Power series representation for $x\arctan(x)$. How?

Question

I am supposed to start with the P.S representation for $\dfrac{1}{1-x}$ and then figure out the P.S representation for $x\tan^{-1}(x)$. I know the process of making it for just the $\tan^{-1}x$. But wouldn't the fact that there is an extra $x$ at the front change everything dramatically? Or am I not getting something?
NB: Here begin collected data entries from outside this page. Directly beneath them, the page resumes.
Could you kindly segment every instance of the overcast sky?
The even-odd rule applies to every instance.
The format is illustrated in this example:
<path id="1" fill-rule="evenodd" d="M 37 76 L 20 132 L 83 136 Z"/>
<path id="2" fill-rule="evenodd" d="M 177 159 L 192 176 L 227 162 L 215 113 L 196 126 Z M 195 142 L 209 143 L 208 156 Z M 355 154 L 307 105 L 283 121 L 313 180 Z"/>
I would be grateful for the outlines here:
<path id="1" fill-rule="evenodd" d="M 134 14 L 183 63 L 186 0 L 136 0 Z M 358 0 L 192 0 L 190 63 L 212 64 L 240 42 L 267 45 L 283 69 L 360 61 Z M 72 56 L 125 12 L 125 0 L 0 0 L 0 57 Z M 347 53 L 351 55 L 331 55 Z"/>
Can I just do the same process as for $\tan^{-1}(x)$ and then just add an extra $x$ after sigma?

Thanks!

Answer 1

Recall that $$\arctan x=\int_0^x\frac{dt}{1+t^2}$$ We also know that, for $|t|<1$, $$\frac1t=\sum_{k\geq0}(1-t)^k$$ So we then have that $$\frac1{1+t^2}=\sum_{k\geq0}(-1)^kt^{2k}$$ So for $|x|<1$, $$ \begin{align} \arctan x=&\int_0^x\sum_{k\geq0}(-1)^kt^{2k}dt\\ =&\sum_{k\geq0}(-1)^k\int_0^xt^{2k}dt\\ =&\sum_{k\geq0}(-1)^k\frac{x^{2k+1}}{2k+1}\\ \end{align} $$ Which means that $$x\arctan x=\sum_{k\geq0}(-1)^k\frac{x^{2k+2}}{2k+1}$$

Answer 2

$\tan^{-1}x=\int\frac1{1+x^2}=\int\sum_n(-x^2)^n=\sum_n\int(-x^2)^n=\sum_n(-1)^n\frac{x^{2n+1}}{2n+1}$. Thus $x\cdot\tan^{-1}x=\sum_n(-1)^n\frac{x^{2n+2}}{2n+1}$.